Patterns are organised according to depth, length, width and support. A facet browser assists scholars, and it’s very interesting.

Strengths
- Aim and scope fit the journal; very interesting idea and implementation, though perhaps not the most original one
- Good technical quality
- The facet browser proposal is helpful to reduce barriers to usage
- Good writing, clarity also in figures and listings

Weaknesses
- Lack of extensive literature on patterns. For instance, there is a connection to earlier KG-exploration UIs such as Aemoo (Nuzzolese et al., 2016) that already let users navigate DBpedia via automatically learned patterns and contextual panels.
- Exploratory analysis is missing; e.g. how many patterns were found for which type, etc., would be interesting.
- Evaluation through a user-based study is good in theory, but some details are missing. It does not say how the users were selected, invited, who they are (broadly) and even how many they are until Section 6.3; this should be introduced earlier. Participants' self-report experience might raise some problems connected to self awareness. People might also have biases towards automated pattern discovery for research, especially if they are not from technical backgrounds. Likewise, familiarity with the domain is unclear. Indeed, the results on the usefulness of the interface or its clarity depends on those backgrounds.
- Pattern browser not thoroughly explored, e.g. design principles.
- The approach does not capture and highlight infrequent yet semantically important regularities that may otherwise be overlooked due to low support.

Minor comments:
- Section 3: Perquisites is a typo for Prerequisites.
- Quotation marks in Listing 2 are incorrect, and also on line 30 of p. 13.
- Modelling interestingness as future work: "Palma, Cosimo, et al. Modelling Interestingness: Stories as L-Systems and Magic Squares. In: Text2Story @ ECIR. 2023. pp. 127-133" could be a good starting point
- The framework seems to have a name in the Github repository, HypoDisc, but it is never cited in the paper.

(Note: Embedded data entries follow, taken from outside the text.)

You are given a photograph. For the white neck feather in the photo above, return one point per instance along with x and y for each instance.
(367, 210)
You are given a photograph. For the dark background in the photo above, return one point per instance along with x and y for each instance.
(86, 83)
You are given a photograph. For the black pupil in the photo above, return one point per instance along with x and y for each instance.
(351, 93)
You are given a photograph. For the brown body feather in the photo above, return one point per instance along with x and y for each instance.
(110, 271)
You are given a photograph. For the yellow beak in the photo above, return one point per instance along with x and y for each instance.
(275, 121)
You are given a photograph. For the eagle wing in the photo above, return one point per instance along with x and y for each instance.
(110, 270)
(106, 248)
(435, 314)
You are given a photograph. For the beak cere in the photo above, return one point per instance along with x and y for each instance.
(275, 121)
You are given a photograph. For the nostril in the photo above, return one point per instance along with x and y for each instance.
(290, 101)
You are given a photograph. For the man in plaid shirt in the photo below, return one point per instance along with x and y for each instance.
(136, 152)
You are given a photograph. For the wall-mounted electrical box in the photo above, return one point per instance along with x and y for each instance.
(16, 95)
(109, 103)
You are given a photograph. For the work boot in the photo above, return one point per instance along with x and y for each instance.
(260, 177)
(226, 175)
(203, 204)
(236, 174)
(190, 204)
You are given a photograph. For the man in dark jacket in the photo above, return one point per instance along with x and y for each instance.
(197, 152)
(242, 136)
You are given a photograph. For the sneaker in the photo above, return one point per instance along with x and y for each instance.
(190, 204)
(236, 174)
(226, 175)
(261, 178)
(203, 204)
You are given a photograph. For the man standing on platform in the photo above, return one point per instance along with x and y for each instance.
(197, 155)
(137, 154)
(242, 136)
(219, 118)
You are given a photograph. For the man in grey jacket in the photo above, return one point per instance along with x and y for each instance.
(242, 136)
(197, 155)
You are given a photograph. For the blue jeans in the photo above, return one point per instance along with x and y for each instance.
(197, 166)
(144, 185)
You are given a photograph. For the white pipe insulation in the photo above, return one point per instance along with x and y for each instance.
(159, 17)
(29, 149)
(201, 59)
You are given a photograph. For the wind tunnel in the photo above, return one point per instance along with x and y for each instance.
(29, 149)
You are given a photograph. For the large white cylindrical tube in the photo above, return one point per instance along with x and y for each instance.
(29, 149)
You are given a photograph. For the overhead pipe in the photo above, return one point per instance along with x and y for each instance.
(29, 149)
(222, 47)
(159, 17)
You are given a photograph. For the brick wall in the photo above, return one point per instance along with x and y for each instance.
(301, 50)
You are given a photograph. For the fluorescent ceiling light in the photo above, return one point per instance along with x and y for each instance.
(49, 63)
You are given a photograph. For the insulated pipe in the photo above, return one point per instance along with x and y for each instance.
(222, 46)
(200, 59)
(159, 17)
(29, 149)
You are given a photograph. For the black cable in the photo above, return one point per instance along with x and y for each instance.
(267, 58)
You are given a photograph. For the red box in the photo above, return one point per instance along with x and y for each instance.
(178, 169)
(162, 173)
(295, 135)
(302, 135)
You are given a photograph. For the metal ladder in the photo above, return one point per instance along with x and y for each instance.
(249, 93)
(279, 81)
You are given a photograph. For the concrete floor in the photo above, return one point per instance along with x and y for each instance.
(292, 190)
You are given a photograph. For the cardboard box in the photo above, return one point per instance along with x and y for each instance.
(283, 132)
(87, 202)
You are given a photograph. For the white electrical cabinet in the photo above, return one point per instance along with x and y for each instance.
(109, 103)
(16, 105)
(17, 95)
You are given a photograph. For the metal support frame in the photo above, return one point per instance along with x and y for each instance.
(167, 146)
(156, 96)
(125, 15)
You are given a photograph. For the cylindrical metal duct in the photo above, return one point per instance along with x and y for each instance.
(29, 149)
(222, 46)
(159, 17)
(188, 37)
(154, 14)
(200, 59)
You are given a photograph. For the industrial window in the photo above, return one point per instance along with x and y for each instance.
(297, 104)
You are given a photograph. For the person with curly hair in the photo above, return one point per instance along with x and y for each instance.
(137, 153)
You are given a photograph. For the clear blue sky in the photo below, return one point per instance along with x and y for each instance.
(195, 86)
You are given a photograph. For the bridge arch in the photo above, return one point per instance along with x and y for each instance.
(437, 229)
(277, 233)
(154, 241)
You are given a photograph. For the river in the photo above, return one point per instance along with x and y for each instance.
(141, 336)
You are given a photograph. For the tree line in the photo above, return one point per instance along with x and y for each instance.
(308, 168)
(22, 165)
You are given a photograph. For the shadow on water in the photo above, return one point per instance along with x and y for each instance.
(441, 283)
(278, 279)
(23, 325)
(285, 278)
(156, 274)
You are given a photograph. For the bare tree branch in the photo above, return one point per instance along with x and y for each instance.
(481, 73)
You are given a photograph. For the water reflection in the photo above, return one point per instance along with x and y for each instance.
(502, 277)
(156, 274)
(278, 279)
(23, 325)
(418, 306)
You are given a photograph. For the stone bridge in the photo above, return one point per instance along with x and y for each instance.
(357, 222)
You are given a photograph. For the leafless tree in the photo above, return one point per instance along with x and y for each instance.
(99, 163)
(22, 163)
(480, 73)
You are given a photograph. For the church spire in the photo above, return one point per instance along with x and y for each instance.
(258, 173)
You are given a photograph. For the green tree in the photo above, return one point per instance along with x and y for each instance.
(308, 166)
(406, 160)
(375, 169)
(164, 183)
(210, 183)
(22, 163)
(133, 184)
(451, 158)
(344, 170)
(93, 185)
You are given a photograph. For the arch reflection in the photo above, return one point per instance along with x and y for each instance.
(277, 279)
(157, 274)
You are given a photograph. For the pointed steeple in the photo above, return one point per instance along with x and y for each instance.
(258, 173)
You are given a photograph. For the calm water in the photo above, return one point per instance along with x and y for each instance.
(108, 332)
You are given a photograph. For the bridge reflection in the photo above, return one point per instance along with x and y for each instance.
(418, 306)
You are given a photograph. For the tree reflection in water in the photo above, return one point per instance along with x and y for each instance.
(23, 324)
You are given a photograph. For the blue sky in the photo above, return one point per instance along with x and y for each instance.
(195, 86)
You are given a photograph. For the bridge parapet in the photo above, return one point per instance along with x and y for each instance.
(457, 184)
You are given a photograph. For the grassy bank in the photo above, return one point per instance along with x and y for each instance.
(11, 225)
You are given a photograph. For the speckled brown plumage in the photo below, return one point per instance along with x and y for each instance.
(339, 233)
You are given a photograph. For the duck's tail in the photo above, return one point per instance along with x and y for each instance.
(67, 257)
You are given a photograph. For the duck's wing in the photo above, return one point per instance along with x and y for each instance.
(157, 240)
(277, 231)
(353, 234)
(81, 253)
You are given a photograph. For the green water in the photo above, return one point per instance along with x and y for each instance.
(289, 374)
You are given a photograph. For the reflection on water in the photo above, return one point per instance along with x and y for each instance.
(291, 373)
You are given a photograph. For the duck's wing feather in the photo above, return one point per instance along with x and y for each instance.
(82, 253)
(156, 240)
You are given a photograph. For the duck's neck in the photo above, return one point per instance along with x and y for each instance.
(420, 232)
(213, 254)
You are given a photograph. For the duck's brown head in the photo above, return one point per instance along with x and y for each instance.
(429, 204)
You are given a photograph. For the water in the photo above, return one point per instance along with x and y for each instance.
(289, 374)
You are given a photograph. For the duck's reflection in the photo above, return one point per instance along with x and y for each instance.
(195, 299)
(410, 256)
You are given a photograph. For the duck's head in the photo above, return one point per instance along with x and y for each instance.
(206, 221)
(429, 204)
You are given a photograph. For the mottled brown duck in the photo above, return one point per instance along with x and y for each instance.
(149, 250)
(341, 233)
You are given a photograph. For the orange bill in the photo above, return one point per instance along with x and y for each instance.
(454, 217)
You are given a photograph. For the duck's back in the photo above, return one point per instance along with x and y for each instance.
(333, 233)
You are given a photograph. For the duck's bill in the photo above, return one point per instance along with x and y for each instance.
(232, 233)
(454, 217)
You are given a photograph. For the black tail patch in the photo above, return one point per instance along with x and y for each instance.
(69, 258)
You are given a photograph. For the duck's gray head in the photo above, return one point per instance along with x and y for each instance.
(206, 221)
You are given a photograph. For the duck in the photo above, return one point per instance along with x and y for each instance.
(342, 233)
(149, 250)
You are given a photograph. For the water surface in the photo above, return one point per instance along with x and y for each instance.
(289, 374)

Overall, this paper tackles a timely and practically relevant problem—helping scholars surface meaningful structures in large, heterogeneous knowledge graphs—through a well-engineered, anytime pattern-mining pipeline and a thoughtfully designed facet browser. The technical core is solid and the presentation clear. Nonetheless, the manuscript would benefit from a deeper situating in prior KG-exploration literature, fuller reporting of the exploratory statistics behind the discovered patterns, and a more transparent description of the user-study protocol and participant profile. Addressing these points, along with the minor corrections listed, should be straightforward and will significantly strengthen both the empirical credibility and the broader impact of the work. I therefore recommend minor revision.

Review #3
Anonymous submitted on 05/Jul/2025
Suggestion:
Minor Revision
Review Comment:

The paper is of good quality and is well written. Overall, I believe it advances the state of the art in the field of knowledge graphs. The writing is fluent and enjoyable. The background material provided is sufficient, even for less experienced readers. I believe the paper will be of interest to readers of the journal. My main criticism concerns the section on related literature, which I find overly condensed. It would be interesting to consider other approaches and demonstrate how the proposed approach fits into the current state of knowledge and improves it. To date, there are multimodal knowledge graph completion/management approaches based on LLMs. What are the advantages and disadvantages of the proposed approach compared to an LLM-based one?